Friday, 29 de March de 2024 ISSN 1519-7670 - Ano 24 - nº 1281

Antigos nautas, modernos internautas

LEITURAS ESCONDIDAS

Deonísio da Silva (*)

Num lindo monumento às margens do rio Tejo, em Lisboa, de onde partiram os audazes navegantes que levaram nossa língua, fortalezas, conventos e outras instituições relevantes a vários continentes, estão inscritos esses versos de Luís de Camões: "na quarta parte nova os campos ara, e se mais mundo houvera, lá chegara". E o corpo do poeta está ao lado do de Vasco da Gama à entrada do célebre Mosteiro dos Jerônimos.

O de Pedro Álvares de Gouveia, que não fazia jus ao sobrenome do pai (Cabral), com o qual passou à História como descobridor do Brasil, não está lá. Cabral não teve muita sorte. Primeiro, o rei não o perdoou pelo naufrágio de tantas embarcações na viagem que resultou no achamento de nossa terra.
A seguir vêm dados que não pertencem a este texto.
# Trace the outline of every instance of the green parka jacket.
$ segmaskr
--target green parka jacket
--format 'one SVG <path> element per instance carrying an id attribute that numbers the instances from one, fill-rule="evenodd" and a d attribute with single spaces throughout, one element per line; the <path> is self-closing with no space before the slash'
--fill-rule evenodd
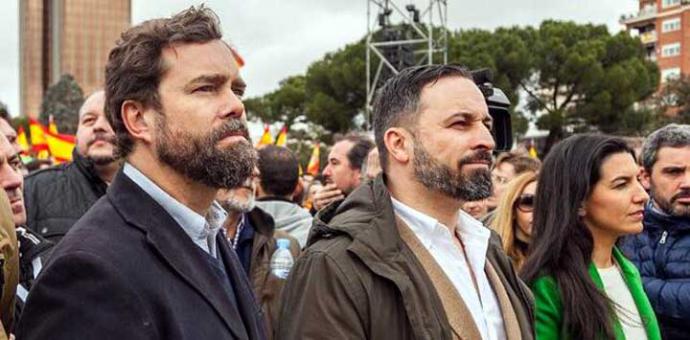
<path id="1" fill-rule="evenodd" d="M 487 259 L 508 293 L 522 339 L 533 339 L 533 301 L 492 233 Z M 451 339 L 426 271 L 401 240 L 384 178 L 316 216 L 283 290 L 279 339 Z"/>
E nos tempos republicanos sua efígie, elaborada com muita imaginação, pois não havia dele imagem alguma, logo foi outra vez esquecida por obra da inflação que desmoralizou o barbudo na nota de mil cruzeiros.
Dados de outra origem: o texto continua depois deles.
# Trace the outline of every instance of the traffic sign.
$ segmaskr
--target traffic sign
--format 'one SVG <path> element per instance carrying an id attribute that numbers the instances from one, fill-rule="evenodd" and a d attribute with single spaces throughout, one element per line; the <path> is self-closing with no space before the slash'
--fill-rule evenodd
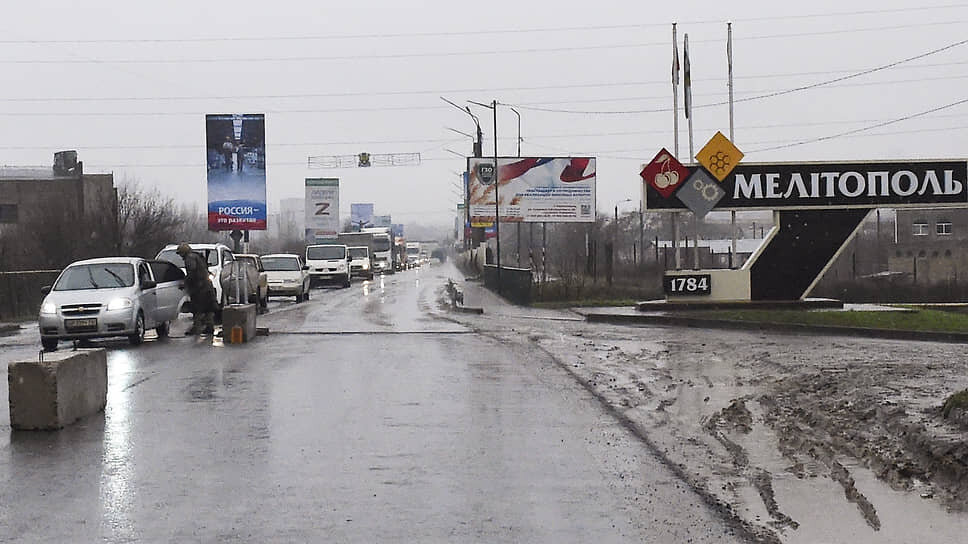
<path id="1" fill-rule="evenodd" d="M 669 198 L 689 176 L 689 169 L 682 165 L 665 148 L 639 173 L 653 189 Z"/>
<path id="2" fill-rule="evenodd" d="M 696 154 L 696 160 L 705 166 L 709 173 L 716 176 L 717 180 L 723 181 L 733 168 L 736 168 L 739 161 L 743 160 L 743 152 L 733 145 L 729 138 L 723 136 L 722 132 L 717 131 Z"/>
Recentemente, porém, o escritor gaúcho Walter Galvani arrebatou o Prêmio Casa de las Américas com Nau Capitânea, biografia romanceada do injustiçado comandante, fixando-lhe o perfil com mais propriedade e isenção, depois de muitas pesquisas. Como, entretanto, "o Brasil não é para principiantes" e entre nós o sucesso pode ser ofensa grave, segundo Tom Jobim, o livro de Galvani, que vende uma edição por trimestre, não tem tido o reconhecimento que faz por merecer. Compreensível: o público leitor é bombardeado em tempos de crises por balas perdidas de todo lado, algumas das quais vêm de onde menos se espera. Que nome foi cogitado para a Academia Brasileira de Letras? O de Walter Galvani, não, malgrado seu livro ter surgido em meio às celebrações dos cinco séculos de nosso descobrimento. E nossas revistas e suplementos especializados em autores e livros gostam muito de encobrir o Brasil de leitores e escritores. Bem, o descobrimento continua! Sigamos em frente. Singremos em frente e compensemos a perda de muitas naus celebrando a memória dos navegantes!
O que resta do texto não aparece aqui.